Choose a tag to compare

@valehdba valehdba released this 11 Jun 19:41
· 1 commit to main since this release

Schema/database-level in-line masking and table subset filters — implements [discussion #16](#16).

Until now, in-line masking (masking applied while data streams from source to target) was only available per table. Cloning a whole schema or database meant masking afterwards — either a slow mass UPDATE (followed by re-analyze/vacuum) or masked views that aren't transparent to end users. v4.4.0 removes that gap, and adds regex-based table selection on top.

No SQL signature changes: both features are new keys in the existing JSON options argument of pgclone.schema(), pgclone.database(), and pgclone.database_create().

In-line masking for schema/database clones — "masks"

SELECT pgclone.schema(
    'host=source dbname=prod user=postgres password=...',
    'hr', true,
    '{"masks": {
        "employees":  {"email": "email", "ssn": "null"},
        "candidates": {"full_name": "name", "phone": "phone"}
     }}'
);
  • Keys are table names; values use the exact same format as the single-table "mask" option — all 8 masking strategies supported.
  • Masking happens inside the COPY stream: the mask expressions run on the source as part of the per-table COPY (SELECT ...), so unmasked data never reaches the target.

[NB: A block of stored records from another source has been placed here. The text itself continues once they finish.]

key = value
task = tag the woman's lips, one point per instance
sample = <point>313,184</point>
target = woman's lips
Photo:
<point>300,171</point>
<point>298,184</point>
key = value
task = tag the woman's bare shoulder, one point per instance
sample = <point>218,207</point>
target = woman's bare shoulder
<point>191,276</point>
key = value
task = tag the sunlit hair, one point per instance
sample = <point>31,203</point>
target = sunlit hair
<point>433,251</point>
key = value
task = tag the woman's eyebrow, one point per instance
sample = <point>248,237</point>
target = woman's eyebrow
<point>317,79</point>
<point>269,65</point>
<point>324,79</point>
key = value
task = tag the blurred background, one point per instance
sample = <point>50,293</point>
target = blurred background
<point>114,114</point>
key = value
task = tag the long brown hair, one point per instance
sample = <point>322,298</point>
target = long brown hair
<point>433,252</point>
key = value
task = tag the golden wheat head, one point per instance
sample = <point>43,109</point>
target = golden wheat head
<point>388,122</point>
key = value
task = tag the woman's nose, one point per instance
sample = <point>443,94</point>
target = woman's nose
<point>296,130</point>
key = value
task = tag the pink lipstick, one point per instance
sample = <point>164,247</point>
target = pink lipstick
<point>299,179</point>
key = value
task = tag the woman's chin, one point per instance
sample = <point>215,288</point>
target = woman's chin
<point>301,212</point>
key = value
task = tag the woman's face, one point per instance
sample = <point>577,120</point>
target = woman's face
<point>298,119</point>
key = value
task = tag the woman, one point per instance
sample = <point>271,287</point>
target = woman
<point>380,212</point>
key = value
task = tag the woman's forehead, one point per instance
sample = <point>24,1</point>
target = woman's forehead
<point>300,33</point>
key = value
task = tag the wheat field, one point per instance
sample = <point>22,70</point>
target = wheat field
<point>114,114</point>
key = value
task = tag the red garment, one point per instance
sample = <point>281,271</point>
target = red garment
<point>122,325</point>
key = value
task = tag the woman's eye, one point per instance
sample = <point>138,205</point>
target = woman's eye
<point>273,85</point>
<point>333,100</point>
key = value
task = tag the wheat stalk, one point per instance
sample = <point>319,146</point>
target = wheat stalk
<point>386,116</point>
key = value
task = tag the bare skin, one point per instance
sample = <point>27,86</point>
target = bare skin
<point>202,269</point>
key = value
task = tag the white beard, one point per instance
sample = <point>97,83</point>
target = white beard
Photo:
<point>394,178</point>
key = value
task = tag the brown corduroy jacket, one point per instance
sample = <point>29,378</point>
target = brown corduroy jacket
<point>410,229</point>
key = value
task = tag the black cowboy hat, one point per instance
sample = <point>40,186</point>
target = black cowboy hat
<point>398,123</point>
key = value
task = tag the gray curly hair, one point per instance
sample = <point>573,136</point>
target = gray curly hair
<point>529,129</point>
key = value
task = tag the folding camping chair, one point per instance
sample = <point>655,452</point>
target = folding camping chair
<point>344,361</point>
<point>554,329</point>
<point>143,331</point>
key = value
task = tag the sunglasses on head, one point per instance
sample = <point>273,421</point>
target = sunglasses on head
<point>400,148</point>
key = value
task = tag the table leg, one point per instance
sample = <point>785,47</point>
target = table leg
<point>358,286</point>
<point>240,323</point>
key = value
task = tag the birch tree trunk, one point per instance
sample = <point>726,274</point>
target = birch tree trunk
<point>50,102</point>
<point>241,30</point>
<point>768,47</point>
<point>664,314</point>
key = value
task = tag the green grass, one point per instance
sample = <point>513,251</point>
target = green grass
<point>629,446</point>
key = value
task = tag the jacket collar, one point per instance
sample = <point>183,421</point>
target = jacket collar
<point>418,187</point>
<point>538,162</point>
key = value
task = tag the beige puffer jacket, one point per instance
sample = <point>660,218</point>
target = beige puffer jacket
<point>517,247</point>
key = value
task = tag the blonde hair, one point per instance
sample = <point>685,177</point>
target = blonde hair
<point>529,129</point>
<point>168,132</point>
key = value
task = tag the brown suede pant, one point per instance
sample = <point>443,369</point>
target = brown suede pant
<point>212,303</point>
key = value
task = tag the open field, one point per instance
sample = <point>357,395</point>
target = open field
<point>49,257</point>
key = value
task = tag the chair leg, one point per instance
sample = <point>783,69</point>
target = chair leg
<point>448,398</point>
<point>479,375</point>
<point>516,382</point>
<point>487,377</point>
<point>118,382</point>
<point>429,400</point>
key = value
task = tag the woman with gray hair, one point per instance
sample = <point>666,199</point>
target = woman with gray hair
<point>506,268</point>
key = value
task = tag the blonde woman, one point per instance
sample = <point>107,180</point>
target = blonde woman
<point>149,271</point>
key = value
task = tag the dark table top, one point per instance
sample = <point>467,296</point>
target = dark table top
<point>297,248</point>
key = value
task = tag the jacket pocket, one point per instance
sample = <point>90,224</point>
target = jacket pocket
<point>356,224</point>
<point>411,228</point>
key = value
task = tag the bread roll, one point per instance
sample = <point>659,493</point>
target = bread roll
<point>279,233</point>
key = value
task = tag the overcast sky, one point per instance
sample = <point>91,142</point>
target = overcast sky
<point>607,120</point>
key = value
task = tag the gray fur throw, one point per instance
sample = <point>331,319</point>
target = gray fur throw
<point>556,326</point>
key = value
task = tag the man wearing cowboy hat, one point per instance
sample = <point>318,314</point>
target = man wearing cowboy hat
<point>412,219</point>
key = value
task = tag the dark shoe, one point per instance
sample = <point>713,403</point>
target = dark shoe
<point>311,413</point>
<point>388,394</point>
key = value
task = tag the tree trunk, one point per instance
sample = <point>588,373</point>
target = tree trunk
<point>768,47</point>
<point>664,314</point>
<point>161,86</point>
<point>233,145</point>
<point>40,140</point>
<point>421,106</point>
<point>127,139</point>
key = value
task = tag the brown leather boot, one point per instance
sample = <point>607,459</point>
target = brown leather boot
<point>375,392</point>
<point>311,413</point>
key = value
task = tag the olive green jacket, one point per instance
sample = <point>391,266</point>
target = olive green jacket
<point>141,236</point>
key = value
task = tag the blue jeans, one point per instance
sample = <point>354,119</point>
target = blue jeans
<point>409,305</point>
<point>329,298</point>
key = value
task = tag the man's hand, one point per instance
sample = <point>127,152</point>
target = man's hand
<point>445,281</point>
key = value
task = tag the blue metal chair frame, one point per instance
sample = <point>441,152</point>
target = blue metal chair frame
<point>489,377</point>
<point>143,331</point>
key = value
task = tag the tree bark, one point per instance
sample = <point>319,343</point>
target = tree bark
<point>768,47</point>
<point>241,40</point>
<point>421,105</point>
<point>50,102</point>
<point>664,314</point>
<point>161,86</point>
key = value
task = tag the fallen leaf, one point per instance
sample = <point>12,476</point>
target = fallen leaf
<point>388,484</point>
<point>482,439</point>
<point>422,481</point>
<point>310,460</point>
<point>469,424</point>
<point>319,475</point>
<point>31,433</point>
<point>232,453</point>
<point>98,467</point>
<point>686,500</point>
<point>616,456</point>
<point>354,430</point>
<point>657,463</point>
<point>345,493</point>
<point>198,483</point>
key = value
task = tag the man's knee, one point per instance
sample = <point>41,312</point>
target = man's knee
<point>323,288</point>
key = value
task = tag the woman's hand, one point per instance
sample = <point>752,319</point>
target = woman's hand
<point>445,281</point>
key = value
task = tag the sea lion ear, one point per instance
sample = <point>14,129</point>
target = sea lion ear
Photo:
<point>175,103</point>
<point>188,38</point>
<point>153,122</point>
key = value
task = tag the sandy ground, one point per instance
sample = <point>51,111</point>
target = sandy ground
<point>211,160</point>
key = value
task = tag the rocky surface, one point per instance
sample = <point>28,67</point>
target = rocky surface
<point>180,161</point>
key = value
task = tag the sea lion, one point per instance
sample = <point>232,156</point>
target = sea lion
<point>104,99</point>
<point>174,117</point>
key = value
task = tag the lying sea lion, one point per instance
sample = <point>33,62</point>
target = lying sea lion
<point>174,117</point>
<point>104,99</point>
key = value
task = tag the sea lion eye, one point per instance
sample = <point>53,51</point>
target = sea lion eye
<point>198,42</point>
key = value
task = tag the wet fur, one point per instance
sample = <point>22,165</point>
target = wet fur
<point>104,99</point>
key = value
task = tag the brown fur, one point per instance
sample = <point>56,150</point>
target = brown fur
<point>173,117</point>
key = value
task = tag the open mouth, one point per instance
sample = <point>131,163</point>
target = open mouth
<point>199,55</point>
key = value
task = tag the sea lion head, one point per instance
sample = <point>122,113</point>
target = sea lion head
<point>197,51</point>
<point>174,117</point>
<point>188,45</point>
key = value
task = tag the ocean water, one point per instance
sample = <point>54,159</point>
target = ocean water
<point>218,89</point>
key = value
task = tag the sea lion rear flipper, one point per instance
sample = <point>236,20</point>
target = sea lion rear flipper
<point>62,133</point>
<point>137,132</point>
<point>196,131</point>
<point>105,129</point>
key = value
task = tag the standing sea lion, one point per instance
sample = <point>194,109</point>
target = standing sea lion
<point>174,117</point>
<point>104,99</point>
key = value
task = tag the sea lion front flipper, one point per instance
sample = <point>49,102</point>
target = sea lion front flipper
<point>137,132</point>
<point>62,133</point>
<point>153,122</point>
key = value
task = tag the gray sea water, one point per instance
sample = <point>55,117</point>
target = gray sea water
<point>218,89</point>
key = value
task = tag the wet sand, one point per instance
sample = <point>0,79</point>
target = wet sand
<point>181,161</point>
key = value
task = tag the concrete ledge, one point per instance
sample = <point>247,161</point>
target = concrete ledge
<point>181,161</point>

No post-clone UPDATE, no re-vacuum, no view layer.
  • For database clones, keys may be schema-qualified ("hr.employees") to disambiguate identically named tables; qualified keys win over bare names.
  • Tables not listed are cloned unmasked.

Table subset filters — "tables" / "exclude_tables"

-- Only order_* partitions plus customers, minus anything archived
SELECT pgclone.schema(
    'host=source dbname=prod user=postgres password=...',
    'sales', true,
    '{"tables": ["order_[0-9]+", "customers"],
      "exclude_tables": [".*_archive"]}'
);
  • Entries are POSIX regular expressions, anchored as ^(pattern)$ (whole-name match), evaluated by the source server against pg_tables.tablename. Excludes apply after includes.
  • The filtered table list flows through the FK-retry and deferred-trigger passes automatically. Sequences, views, materialized views, and functions of the schema are still cloned in full.
  • Patterns are sent as quoted literals — no regex code in the extension and no injection surface; an invalid regex fails the clone with the source's invalid regular expression error.

Both options combine freely, and pgclone.database_create() forwards them verbatim into the target database's clone run.

Internals

  • The hand-rolled option parser gained string-aware JSON scanning (pgclone_json_balanced_end, pgclone_json_string_end, pgclone_json_unescape, pgclone_parse_pattern_array), so regex character classes like [0-9] inside option strings no longer terminate arrays early.
  • Per-table mask objects are captured as raw JSON during option parsing and re-emitted verbatim as the "mask" option of each matching per-table sub-call — the existing single-table masking pipeline does all the real work, unchanged.
  • pgclone.database() propagates masks/tables/exclude_tables verbatim to its per-schema sub-calls.

Tests & docs

  • pgTAP test group 25 (10 new tests, plan 77 → 87) with a new filter_test seed schema: include/exclude regex filtering, in-line email/null masking during a schema clone, per-table mask scoping, unfiltered data integrity.
  • docs/USAGE.md: new sections Clone a subset of tables and In-line masking during schema/database clone, plus JSON options reference rows.
  • COMMENT ON FUNCTION documentation for pgclone.schema(TEXT, TEXT, BOOLEAN, TEXT) and pgclone.database(TEXT, BOOLEAN, TEXT).

Limitations

  • Synchronous paths only: pgclone.schema_async() and the parallel worker pool do not carry JSON options through shared memory and ignore these keys (as they already do for "mask").
  • Bare-name mask keys apply in every schema with a matching table during a database clone; use schema-qualified keys to scope them.

Upgrade

ALTER EXTENSION pgclone UPDATE TO '4.4.0';

sql/pgclone--4.3.2--4.4.0.sql only updates function comments — no catalog changes. Identical behavior on PostgreSQL 14–18.

Full changelog: v4.3.2...v4.4.0